Recently I was reading the article “Introduction to modern network load balancing and proxying” and I was reminded by something that has bothered, and still is bothering me, about the AWS Load Balancers (ElasticLoad Balancers, or ELBs). The article quotes the Wikipedia article about Load Balancer saying

Using multiple components with load balancing instead of a single component may increase reliability and availability through redundancy.

I have always assumed that that’s one of the major reasons why putting load balancers in front of application servers. That’s why I was surprised to learn that if an AWS ELB make a TCP connection to an application it will not retry another application server.
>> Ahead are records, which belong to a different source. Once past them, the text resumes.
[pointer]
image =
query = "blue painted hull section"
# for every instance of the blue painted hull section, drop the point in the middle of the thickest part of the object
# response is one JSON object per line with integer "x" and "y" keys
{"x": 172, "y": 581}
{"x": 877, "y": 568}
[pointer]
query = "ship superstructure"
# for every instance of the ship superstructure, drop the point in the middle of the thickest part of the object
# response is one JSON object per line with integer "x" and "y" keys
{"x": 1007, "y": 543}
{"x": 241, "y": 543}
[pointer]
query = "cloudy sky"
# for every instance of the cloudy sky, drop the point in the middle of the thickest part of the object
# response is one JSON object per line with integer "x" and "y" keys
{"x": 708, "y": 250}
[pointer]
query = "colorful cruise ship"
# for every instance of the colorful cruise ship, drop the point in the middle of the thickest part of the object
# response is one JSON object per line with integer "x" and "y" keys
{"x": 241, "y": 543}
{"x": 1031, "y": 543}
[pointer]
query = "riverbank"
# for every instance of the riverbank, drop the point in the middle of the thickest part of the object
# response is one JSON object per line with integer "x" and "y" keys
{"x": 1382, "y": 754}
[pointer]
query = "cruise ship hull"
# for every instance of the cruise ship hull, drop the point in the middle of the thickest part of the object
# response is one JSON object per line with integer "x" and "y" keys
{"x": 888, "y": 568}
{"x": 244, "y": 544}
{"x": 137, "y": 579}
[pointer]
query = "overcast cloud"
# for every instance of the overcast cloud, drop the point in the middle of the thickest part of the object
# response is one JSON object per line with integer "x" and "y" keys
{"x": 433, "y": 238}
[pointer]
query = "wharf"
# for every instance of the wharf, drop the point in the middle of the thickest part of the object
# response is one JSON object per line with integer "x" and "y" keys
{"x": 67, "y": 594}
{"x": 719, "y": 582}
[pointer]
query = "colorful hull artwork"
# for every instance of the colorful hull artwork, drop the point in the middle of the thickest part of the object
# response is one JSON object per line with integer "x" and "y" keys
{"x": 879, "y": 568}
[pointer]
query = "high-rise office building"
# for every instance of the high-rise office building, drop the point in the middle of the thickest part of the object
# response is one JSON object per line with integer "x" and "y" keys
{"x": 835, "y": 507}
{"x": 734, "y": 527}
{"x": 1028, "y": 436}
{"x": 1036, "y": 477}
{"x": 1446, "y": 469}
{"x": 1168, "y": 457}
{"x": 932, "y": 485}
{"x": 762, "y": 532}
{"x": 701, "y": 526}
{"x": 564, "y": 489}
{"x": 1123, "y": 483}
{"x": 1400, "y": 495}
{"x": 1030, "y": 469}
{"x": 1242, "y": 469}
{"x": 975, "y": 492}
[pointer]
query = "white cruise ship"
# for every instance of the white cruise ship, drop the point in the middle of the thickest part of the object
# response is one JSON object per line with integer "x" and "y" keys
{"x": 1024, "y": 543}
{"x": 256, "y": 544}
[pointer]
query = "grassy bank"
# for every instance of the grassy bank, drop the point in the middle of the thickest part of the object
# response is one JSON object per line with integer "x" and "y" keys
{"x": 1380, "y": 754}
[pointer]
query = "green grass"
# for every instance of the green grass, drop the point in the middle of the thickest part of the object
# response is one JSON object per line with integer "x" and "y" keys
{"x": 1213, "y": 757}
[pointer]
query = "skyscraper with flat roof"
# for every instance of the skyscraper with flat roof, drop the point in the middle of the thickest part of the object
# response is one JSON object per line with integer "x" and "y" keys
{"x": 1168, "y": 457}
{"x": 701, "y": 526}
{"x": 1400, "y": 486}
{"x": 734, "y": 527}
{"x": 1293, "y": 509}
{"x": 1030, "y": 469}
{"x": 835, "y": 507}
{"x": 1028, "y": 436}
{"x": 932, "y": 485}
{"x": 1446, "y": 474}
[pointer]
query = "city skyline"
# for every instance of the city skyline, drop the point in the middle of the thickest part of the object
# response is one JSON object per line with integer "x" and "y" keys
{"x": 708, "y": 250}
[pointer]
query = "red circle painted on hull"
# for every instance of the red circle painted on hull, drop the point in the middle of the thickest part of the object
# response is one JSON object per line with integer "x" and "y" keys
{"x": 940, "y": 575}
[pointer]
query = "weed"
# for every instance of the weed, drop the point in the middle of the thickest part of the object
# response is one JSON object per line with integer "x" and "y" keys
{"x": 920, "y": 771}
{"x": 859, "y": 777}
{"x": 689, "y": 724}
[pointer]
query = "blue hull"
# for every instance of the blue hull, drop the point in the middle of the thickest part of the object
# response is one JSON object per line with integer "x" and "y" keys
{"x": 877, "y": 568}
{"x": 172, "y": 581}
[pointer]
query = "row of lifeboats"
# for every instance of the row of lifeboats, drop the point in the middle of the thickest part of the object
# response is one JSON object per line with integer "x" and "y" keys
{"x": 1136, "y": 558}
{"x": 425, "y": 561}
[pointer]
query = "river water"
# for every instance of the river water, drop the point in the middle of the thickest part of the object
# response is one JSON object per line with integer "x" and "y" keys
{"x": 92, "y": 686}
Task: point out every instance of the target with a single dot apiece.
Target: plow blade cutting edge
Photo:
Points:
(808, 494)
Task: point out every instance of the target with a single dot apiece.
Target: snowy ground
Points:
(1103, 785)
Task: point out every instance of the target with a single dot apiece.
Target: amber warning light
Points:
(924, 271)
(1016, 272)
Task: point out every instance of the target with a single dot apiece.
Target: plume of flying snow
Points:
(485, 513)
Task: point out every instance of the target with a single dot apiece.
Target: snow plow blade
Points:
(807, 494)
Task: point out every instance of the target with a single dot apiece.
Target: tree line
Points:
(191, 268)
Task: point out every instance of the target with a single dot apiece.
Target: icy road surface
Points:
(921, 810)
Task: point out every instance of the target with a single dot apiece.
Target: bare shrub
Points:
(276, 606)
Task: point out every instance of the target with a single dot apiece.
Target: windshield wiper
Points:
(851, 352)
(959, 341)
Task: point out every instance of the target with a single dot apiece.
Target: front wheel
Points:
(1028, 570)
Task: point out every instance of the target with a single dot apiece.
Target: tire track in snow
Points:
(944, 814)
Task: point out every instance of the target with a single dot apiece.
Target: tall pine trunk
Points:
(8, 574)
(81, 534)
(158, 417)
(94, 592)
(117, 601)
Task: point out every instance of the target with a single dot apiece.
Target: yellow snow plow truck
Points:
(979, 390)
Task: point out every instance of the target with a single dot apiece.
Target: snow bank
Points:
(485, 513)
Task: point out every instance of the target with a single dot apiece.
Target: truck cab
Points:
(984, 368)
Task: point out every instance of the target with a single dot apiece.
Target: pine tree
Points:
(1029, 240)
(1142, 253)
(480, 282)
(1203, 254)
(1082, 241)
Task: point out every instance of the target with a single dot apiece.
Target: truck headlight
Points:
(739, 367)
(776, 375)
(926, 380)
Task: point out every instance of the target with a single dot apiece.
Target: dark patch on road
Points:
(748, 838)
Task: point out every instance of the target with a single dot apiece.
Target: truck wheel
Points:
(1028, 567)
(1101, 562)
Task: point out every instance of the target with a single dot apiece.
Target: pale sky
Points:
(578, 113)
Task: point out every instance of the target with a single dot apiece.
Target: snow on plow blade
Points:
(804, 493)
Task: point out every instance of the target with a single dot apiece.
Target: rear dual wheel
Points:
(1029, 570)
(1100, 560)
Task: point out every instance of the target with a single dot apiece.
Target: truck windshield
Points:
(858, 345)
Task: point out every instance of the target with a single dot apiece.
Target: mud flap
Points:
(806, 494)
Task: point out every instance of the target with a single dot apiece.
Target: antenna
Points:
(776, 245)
Instead, for HTTP mode, it will return an HTTP 503. At Tink, we learnt this the hard way many years ago when a few application servers ran out of memory and restarted. On a few servers we also did in-place application upgrades which also would yield 503s during the upgrade, even if we were draining the applications properly on shutdown. We noticed that a spike of 5XXs were being returned to our end-users until the ELBs healthcheck had realized the service was down.

HAProxy, nginx and most other software proxies support retrying upstream servers. There are of course cases where retries should not be done carelessly (such as for POSTs), such as after a request has been sent upstream, but a failed TCP CONNECT is not one or them.

During AWS Summit Stockholm last year I tried to push the AWS architects as to why this is but got no clear answer. Reasons I can think of:

  • To force AWS users deeper into the AWS ecosystem making them make API calls to drain ELBs before shutdown, or using auto scaling groups for software upgrades. Auto scaling groups will automatically drain servers. Note that using auto scaling groups will not avoid 503’s if a server process for some reason crashes.
  • Retries will increase the latencies for end-users. I personally believe a single retry is much more expected than fail early. If course, there should be a limit to the number of retries. If you have 200 upstream servers, retrying all of them isn’t viable!

I’ll be attending this year’s AWS Summit Stockholm 2018. Maybe I’ll get a better answer this year!